Laboratory
Our laboratory is divided into five areas: Industrial Science, Human Movement Science, Electrical Engineering, Computer Science and Mechanical Engineering.
Labour science
Occupational science is concerned with the interaction and role of people and other components (e.g. tools, workplace) in work systems. Against this background, the professorship conducts research into the interaction between people, activity and technology (especially exoskeletons) to analyse and design sustainable workplaces in order to improve the well-being of people in work systems.
Movement sciences
We try to view the phenomenon of human movement comprehensively as a neurophysiological and biomechanical process, starting in the central nervous system and ending with the end product of the coordinated execution of complex movement tasks.

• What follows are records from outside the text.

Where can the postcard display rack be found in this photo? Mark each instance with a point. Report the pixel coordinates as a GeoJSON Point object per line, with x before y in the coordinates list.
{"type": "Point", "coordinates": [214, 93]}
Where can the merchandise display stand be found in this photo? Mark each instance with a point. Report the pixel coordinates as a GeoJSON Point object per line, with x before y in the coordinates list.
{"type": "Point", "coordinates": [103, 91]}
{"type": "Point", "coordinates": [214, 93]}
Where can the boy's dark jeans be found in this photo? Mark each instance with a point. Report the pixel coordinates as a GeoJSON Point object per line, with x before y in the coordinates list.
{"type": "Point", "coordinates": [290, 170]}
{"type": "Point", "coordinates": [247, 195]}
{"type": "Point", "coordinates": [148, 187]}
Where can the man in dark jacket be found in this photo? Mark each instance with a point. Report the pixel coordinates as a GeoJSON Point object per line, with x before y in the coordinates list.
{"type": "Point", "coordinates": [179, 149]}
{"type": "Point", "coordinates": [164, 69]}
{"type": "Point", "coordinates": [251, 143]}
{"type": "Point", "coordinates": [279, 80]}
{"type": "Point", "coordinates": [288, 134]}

In the context of human-machine interaction, we are particularly interested in the effects of external force influences (such as technical support systems) on movement as well as on the underlying anatomical structures and physiological processes.
Electrical engineering
The various fields of electrical engineering and electronics play a key role in the design of complex support systems.
The continuously increasing performance of electromechanical drives and advances in sensor technology form the basis for the development of exoskeletal systems.

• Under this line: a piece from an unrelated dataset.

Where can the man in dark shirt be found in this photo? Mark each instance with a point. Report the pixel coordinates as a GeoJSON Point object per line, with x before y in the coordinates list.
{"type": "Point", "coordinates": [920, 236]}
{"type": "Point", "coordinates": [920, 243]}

By using electronic sensors and power electronics, intelligent systems can be created that exhibit the desired system behaviour and thus enable harmonious human-machine interaction.
Computer Science
Several sub-areas from the broad spectrum of Computer Science are applied at our professorship. One focus is on embedded programming to make sensor data processing, control and communication of exoskeletons with users and other devices safe and efficient. In addition, various machine learning methods are being researched to enable smooth human-machine interaction.
Mechanical engineering
In order to fulfil the complex requirements of exoskeletons, knowledge from mechanics and dynamics, control engineering and the design of mechatronic systems must be combined and expanded. By optimising individual components as well as their assembly and production, lightweight, wearable systems can be developed that support their users with the right force/torque at the right time and in the right place.